Reus: What are some other concerns or challenges around the use of alternative ingredients?

McDonald: Well, I can’t really speak to any of the nutritional challenges or concerns, but I do know from industry contacts that, on the procurement side and the plant management side, the folks I speak to certainly face challenges in procuring these alternatives. So, many times, these are purchased in relatively small volumes – a container here or a truckload there – and it requires adjusting their feed ration matrix to bring them in as inputs. So it’s extremely taxing for the team at the mill to constantly be hunting for these as alternatives, and from the experience over the last couple years they might get lucky one week and find, for example, like sunflower seed meal at a good price that they can substitute with, buying it on the spot market. But the chances are that when they go back to buy more, the prices have increased or the supply just isn’t there. So, again, I think a lot of the inclusion question in the feed is really going back always to the pricing and availability.

Reus: So, MARA has issued guidelines on lowering the use of soybean meal, but are there specific policies or regulations around it, or around increasing production of alternative ingredients?

McDonald: Yeah, so MARA has issued a plan, but it is not a directive or a regulation that requires certain targets or goals be met. It’s more of an aspirational roadmap for the feed sector. And we do see policies, as it relates to increasing production, certainly of soybeans. And they are doing this primarily through various types of subsidies implemented at different levels of the government. As a result, we do believe that there has been a shift in the past two years to more soybean planted area. But, it’s important to note that the vast majority of domestically produced soybeans do not compete with imported soybeans. Domestic soybeans are typically consumed for food use. And, while imports do not predominantly enter the food use channel, those go for a crushing for oil and feed. So, with higher domestic production, we do expect to see some of the local beans entering crushing channels since the production, as it increases, is exceeding food consumption by several million tons. But the extent to which that occurs is likely depending on the price gap. And, regardless, we’re not talking about significant volumes in the context of China’s overall demand.

Reus: Will this shift in soybean use have implications for international trade?

McDonald: When I talk to industry contacts here, the sense that I get is that much of the reductions, efficiencies and substitutions that are being promoted in this plan have largely been adopted to some degree.

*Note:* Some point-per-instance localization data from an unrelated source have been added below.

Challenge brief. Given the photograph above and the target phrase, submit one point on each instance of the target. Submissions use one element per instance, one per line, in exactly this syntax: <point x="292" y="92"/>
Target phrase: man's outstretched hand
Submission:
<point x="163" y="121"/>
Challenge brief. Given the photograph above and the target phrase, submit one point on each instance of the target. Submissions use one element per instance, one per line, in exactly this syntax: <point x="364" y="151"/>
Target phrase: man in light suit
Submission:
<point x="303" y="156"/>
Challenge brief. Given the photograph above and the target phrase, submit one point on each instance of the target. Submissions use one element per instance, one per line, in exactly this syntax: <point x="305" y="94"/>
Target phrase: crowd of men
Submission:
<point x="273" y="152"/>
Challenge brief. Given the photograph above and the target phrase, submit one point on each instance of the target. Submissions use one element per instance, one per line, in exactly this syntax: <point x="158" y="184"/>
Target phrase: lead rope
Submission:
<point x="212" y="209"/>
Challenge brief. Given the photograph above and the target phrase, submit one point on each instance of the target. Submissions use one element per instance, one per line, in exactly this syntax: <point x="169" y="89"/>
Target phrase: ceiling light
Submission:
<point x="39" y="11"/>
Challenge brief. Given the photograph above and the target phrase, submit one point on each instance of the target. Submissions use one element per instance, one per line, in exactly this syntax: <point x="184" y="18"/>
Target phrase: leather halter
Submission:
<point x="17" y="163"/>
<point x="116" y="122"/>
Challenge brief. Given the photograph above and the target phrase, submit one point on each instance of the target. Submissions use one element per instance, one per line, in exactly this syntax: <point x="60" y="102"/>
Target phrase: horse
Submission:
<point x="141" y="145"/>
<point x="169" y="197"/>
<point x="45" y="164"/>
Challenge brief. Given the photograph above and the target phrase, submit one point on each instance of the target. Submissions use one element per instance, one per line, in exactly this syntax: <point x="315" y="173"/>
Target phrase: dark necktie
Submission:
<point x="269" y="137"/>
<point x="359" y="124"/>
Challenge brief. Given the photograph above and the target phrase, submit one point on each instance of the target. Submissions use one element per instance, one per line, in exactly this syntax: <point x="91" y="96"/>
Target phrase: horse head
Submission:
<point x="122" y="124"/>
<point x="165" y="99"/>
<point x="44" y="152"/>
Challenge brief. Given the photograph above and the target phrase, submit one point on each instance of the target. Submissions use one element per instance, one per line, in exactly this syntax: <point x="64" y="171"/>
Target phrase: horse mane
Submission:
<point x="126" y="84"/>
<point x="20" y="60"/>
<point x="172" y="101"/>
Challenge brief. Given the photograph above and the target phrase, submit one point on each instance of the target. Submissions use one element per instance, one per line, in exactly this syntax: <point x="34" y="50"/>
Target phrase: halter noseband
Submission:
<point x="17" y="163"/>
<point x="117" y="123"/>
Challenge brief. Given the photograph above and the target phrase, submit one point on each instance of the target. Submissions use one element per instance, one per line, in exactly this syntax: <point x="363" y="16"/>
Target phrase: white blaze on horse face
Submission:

So, the livestock, poultry, aquaculture sectors in China, they’re highly competitive. And companies are always trying and always looking to find ways to trim costs. So, most companies have already scoured their supply chains to squeeze out efficiencies. Now, certainly, if we were to see soybean meal prices spike again, as they did in 2022, that could lead to lower inclusion rates and lower imports, which could lead some to think that perhaps this plan is hitting its targets. But our assessment continues to be that the plan itself will have minimal long-term impact on soybean demand. And, to the extent that industry adopts on top of what it’s already practicing, it’s likely to be more as a tool to provide producers with more flexibility when they see higher soybean meal prices and not really as a permanent replacement for soybean meal in feed.

Reus: All right. Well, thank you so much, Garrett, for talking with me today.

McDonald: Thanks for having me, Ann, my pleasure.

Reus: And thank you to the audience for listening. I’m Ann Reus for Feed Strategy.